Pakar VinaCapital yakin bahwa Vietnam akan terus mempertahankan momentum pertumbuhannya yang stabil di bawah pemerintahan Trump. "Diplomasi bambu" Vietnam yang piawai dalam menjaga hubungan baik dengan negara-negara besar telah membantu negara tersebut meraih banyak prestasi, dan tidak ada alasan untuk percaya bahwa hal ini akan berubah. Meskipun AS mungkin mengenakan tarif baru pada barang impor, kemungkinan mengenakan tarif tinggi (20-30%) pada barang-barang Vietnam sangat kecil.

"Sekalipun AS mengenakan tarif komprehensif (5-10%) atas barang-barang dari semua negara selain Tiongkok, Vietnam akan tetap mempertahankan keunggulannya dalam arus masuk FDI dibandingkan para pesaingnya. Namun, Vietnam perlu secara proaktif mempertimbangkan cara-cara untuk mengurangi surplus perdagangannya dengan AS sebelum isu ini menjadi perhatian utama pemerintahan baru," analisis Bapak Michael Kokalari.
Bapak Nguyen Thanh Lam, Direktur Analisis Klien Perorangan di Maybank Securities Company, juga mengatakan bahwa meskipun ada tantangan dari masa jabatan kedua Bapak Trump, peristiwa ini juga membawa peluang bagi ekonomi dan bisnis Vietnam.
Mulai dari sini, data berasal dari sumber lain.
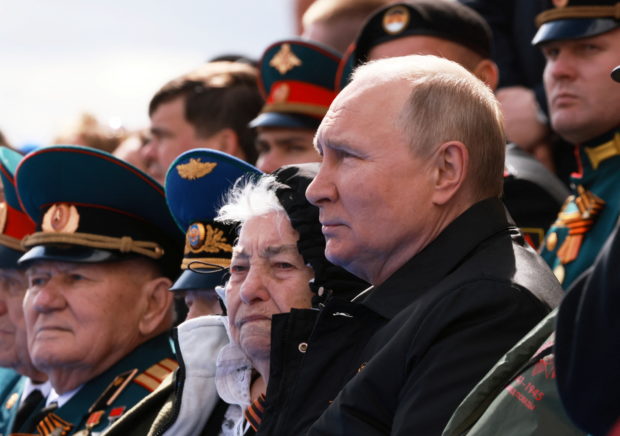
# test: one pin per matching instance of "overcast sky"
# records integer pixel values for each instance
(62, 57)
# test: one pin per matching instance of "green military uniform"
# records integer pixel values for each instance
(519, 395)
(195, 184)
(14, 225)
(590, 214)
(11, 385)
(105, 398)
(90, 207)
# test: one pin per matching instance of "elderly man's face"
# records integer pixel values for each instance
(373, 195)
(584, 101)
(171, 135)
(267, 276)
(13, 346)
(81, 316)
(282, 146)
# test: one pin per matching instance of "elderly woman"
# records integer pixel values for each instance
(278, 264)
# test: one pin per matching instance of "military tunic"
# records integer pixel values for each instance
(105, 398)
(590, 214)
(11, 386)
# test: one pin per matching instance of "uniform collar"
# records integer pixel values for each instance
(600, 149)
(438, 259)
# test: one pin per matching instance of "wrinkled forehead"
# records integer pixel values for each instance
(265, 235)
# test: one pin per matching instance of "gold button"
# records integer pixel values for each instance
(559, 273)
(552, 241)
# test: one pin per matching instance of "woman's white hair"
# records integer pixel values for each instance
(250, 198)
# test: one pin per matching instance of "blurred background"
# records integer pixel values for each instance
(63, 58)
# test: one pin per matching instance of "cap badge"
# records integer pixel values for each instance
(196, 235)
(3, 213)
(201, 238)
(395, 20)
(280, 92)
(285, 60)
(61, 218)
(195, 169)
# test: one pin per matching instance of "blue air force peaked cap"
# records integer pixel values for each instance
(445, 19)
(90, 206)
(195, 186)
(14, 223)
(572, 19)
(297, 82)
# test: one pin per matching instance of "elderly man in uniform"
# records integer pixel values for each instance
(297, 79)
(187, 402)
(408, 198)
(532, 194)
(22, 387)
(99, 267)
(209, 107)
(581, 41)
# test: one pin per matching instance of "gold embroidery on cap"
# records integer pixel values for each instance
(196, 235)
(212, 241)
(61, 218)
(281, 92)
(285, 60)
(195, 169)
(395, 20)
(3, 213)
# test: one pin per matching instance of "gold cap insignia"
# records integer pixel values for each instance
(3, 213)
(285, 60)
(195, 169)
(395, 20)
(196, 235)
(61, 218)
(281, 92)
(12, 400)
(201, 238)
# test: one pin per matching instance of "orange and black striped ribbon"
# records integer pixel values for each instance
(254, 413)
(54, 424)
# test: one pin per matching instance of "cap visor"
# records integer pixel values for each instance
(275, 119)
(68, 253)
(193, 280)
(573, 28)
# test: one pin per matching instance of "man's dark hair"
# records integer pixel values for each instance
(218, 95)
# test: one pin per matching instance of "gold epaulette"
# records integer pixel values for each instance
(153, 376)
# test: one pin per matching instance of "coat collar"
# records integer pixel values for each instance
(438, 259)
"FDI di Vietnam kemungkinan akan meningkat lebih lanjut, serupa dengan situasi di masa jabatan pertama Trump, karena pajak impor 10% masih jauh lebih baik daripada pajak 60%. Selain itu, peluang bisnis baru dapat muncul di sektor energi, teknologi informasi, dan logistik penerbangan, karena Vietnam mungkin akan berupaya mengimpor lebih banyak barang dan jasa dari AS (seperti LNG, perangkat lunak, dll.) untuk meredakan ketegangan dengan mitra-mitranya," ujar Bapak Lam.
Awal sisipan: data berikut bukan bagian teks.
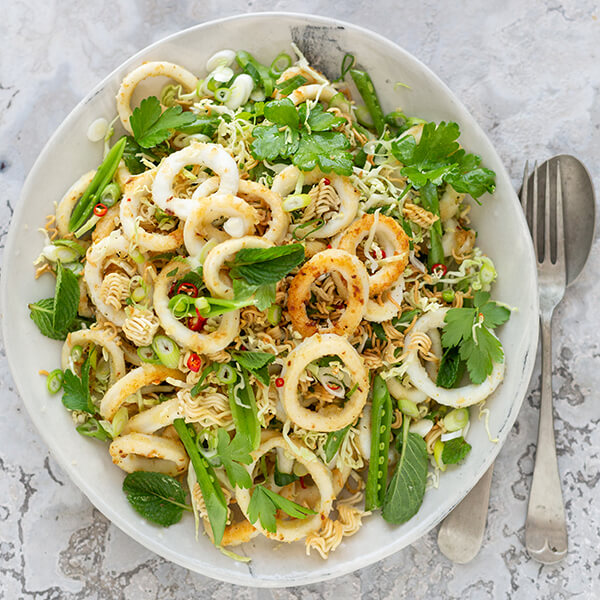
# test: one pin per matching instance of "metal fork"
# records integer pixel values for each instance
(545, 526)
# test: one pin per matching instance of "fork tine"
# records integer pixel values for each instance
(547, 210)
(524, 193)
(535, 200)
(560, 229)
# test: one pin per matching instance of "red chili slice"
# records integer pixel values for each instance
(194, 362)
(100, 209)
(188, 288)
(439, 267)
(196, 323)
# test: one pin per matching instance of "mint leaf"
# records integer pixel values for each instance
(151, 127)
(157, 497)
(455, 450)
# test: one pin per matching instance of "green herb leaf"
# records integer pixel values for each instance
(406, 490)
(259, 266)
(233, 454)
(157, 497)
(455, 450)
(150, 127)
(265, 503)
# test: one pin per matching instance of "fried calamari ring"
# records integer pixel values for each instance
(143, 452)
(96, 255)
(155, 241)
(330, 417)
(155, 418)
(393, 241)
(213, 156)
(202, 343)
(135, 380)
(354, 274)
(285, 183)
(199, 227)
(150, 69)
(69, 200)
(221, 286)
(100, 337)
(458, 397)
(291, 530)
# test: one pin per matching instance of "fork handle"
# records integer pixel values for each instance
(546, 527)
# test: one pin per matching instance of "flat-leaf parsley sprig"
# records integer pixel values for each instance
(470, 329)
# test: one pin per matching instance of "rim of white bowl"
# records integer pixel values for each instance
(91, 493)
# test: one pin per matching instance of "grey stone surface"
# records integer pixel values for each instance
(529, 73)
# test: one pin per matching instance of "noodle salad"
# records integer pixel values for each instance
(273, 309)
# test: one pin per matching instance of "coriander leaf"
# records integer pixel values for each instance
(157, 497)
(328, 150)
(265, 503)
(406, 490)
(150, 127)
(258, 266)
(41, 314)
(282, 112)
(455, 450)
(232, 452)
(458, 327)
(66, 298)
(270, 144)
(76, 390)
(450, 369)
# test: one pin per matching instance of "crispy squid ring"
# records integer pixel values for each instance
(97, 253)
(312, 91)
(389, 309)
(142, 452)
(351, 270)
(198, 342)
(155, 418)
(135, 380)
(155, 241)
(393, 241)
(199, 227)
(331, 417)
(100, 337)
(219, 285)
(69, 200)
(294, 529)
(213, 156)
(150, 69)
(458, 397)
(285, 183)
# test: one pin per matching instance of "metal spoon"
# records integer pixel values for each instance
(461, 533)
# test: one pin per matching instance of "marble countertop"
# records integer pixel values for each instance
(529, 74)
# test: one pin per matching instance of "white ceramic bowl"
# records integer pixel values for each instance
(502, 234)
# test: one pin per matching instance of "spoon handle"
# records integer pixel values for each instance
(461, 533)
(546, 527)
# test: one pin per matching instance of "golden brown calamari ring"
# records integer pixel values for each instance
(143, 452)
(198, 228)
(100, 337)
(293, 529)
(150, 69)
(219, 285)
(354, 274)
(213, 156)
(419, 378)
(135, 380)
(285, 183)
(69, 200)
(392, 239)
(156, 241)
(97, 253)
(202, 343)
(330, 417)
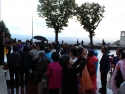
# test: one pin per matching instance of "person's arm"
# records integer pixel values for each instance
(77, 62)
(49, 71)
(105, 64)
(81, 66)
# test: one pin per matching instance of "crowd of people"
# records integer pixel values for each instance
(69, 69)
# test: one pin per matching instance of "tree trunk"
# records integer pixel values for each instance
(56, 36)
(91, 40)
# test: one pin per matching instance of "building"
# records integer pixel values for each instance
(122, 39)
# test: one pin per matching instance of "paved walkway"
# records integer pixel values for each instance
(3, 87)
(31, 87)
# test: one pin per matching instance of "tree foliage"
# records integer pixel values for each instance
(4, 29)
(56, 13)
(89, 16)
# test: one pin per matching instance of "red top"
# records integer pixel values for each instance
(54, 74)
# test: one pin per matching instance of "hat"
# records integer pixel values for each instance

Berbicara di Forum Investasi Vietnam 2025, yang diselenggarakan oleh Vietnambiz dan Vietnammoi di Kota Ho Chi Minh pada tanggal 8 November, Tn. Nguyen Ba Hung, kepala ekonom Bank Pembangunan Asia (ADB), juga mengatakan bahwa terpilihnya Tn. Trump pasti akan memengaruhi perdagangan dunia, meskipun implementasi komitmen kampanyenya masih belum diketahui.
Oleh karena itu, Vietnam, dengan keterbukaan ekonominya yang besar dan rasio ekspor terhadap PDB yang tinggi, akan menghadapi tantangan signifikan dalam kebijakan perdagangan global, terutama di pasar AS.
"Selain terus mempromosikan manfaat hubungan ekonomi luar negeri, kita perlu memiliki solusi untuk menyeimbangkan perekonomian domestik. Perlu ada langkah-langkah yang berfokus pada stimulasi permintaan domestik, mendorong perekonomian domestik untuk pulih, berkembang lebih baik, dan menjadi penggerak yang seimbang bagi pertumbuhan ekonomi," usul Bapak Nguyen Ba Hung.